No matter what name you give it, some system must exist that protects the common citizen from the dangerous.

It’s all trade-offs — What does a society want to spend its finite resources?l on?

Like it or not, REALLY REALLY DANGEROUS HUMAN BEINGS EXIST. And are being born every day.

Restorative justice–no–it’s just a program to excuse criminals and unleash them again on the innocent public

We don’t have time for this idiocy.
Just doxx her address and let nature take its course.

stella dallas | November 2, 2023 at 9:48 pm

So does she think charges should be dropped against President Trump?

I agree that fewer things should be illegal. I also agree that imprisoning people is not a good idea, and should be avoided if at all possible. Use restitution wherever possible; if the criminal can’t pay, make them work it off. The 13th amendment specifically permits this. And bring back corporal punishment for crimes where restitution is not possible or applicable.

“What we know from the overwhelming evidence is that prison is likelier to produce more harmful outcomes” This woman ignores the harmful outcomes resulting for victims of repeat offenders. Look at New York City and Los Angeles, where the DAs release violent criminals to go out and do more of what violent criminals do. How is that justice for the law-abiding public? Leftists live in an alternate reality.

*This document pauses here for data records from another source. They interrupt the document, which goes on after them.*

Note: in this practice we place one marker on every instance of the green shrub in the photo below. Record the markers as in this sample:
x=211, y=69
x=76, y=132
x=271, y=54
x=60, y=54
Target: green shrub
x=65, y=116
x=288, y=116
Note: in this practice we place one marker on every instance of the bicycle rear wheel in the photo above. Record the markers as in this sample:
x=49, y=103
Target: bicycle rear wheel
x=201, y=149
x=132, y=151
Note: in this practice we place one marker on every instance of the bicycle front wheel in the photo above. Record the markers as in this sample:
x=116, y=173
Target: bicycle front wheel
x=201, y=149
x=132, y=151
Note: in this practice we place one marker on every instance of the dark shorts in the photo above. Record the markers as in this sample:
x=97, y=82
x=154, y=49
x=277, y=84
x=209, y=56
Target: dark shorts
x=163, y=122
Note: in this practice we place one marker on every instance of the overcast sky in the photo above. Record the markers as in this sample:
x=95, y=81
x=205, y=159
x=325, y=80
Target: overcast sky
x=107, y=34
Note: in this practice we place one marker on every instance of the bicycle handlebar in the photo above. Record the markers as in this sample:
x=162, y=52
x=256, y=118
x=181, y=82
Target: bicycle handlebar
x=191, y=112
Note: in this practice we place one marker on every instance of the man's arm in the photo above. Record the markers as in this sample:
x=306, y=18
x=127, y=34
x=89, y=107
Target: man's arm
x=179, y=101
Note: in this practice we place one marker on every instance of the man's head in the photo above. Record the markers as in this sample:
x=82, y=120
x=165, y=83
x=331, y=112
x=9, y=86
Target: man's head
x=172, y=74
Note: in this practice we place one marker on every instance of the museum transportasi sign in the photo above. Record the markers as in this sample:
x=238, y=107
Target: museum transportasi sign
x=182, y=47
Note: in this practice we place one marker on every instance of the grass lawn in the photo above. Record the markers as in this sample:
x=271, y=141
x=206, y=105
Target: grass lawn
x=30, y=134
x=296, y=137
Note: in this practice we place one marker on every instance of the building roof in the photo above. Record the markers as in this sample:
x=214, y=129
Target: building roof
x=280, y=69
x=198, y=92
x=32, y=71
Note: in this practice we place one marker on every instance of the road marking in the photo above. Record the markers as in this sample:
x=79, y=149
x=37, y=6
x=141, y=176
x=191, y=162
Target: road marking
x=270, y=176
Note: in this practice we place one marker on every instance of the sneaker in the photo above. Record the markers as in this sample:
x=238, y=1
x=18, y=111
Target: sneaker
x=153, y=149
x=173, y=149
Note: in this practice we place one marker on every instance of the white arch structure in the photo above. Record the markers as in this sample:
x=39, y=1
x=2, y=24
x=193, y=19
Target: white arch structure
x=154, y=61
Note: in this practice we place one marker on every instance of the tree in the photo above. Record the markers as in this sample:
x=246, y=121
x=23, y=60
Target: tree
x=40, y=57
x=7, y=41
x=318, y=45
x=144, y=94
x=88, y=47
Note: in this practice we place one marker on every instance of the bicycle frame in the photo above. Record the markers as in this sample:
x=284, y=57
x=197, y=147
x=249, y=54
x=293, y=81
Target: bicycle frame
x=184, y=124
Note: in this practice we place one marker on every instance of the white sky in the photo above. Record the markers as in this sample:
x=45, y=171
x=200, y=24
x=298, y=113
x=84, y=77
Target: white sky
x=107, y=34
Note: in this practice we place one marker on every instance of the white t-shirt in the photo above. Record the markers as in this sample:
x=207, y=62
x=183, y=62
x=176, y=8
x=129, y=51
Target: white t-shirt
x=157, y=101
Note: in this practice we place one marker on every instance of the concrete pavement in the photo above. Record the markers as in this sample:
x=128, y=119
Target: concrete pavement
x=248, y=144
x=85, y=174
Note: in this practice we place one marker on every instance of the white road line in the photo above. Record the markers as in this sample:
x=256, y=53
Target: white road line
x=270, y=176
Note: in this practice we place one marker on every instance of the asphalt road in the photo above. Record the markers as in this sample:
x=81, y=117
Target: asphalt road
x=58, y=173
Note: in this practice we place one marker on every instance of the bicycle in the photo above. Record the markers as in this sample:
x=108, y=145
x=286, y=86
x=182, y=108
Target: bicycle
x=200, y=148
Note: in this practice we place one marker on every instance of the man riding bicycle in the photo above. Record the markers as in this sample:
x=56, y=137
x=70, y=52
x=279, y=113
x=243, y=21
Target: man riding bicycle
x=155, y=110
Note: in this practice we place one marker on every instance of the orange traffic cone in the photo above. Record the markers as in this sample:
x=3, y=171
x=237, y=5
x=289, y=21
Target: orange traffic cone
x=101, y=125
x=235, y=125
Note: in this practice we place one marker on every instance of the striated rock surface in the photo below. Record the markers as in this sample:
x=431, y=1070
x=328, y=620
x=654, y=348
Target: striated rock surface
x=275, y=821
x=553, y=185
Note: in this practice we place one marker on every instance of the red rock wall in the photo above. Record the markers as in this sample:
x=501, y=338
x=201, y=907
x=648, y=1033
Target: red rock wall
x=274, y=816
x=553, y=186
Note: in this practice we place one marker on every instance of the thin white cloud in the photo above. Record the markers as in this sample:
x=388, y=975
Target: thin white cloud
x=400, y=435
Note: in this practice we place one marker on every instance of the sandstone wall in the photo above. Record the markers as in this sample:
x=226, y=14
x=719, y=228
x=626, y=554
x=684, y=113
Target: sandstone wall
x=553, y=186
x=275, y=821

    Milhouse in reply to stevie. | November 4, 2023 at 8:21 am

    She’s not advocating simply releasing them. She’s advocating alternatives to imprisonment. I agree with her, though I suspect she would violently disagree with the alternatives I would propose.

Fine. Tell all judges to send sentenced convicts to Sered’s house. See how long her opinion stays that way.

Danielle and her family would be slaughtered and she would have a fleeting moment of surprise. and horror.

However, if we didn’t have to put all our money into foreign wars (vote Trump!) we might be able to think about turning prisons more into opportunities rather than ugly cages with mean people. Sounds crazy, but Timothy Leary wrote about his experience rehabilitating prisoners treating them using LSD (the right way instead of the CIA way) and the recidivism rate dropped impressively. He did mention that the Warden was more interested in the blueprints for his new prison though.

1. Where do we find these people?

2. Does every society produce people like this?

I believe in the concept of restorative justice, but in only works when the criminal is repentant.

We have to keep penitentiaries for those who refuse to repent.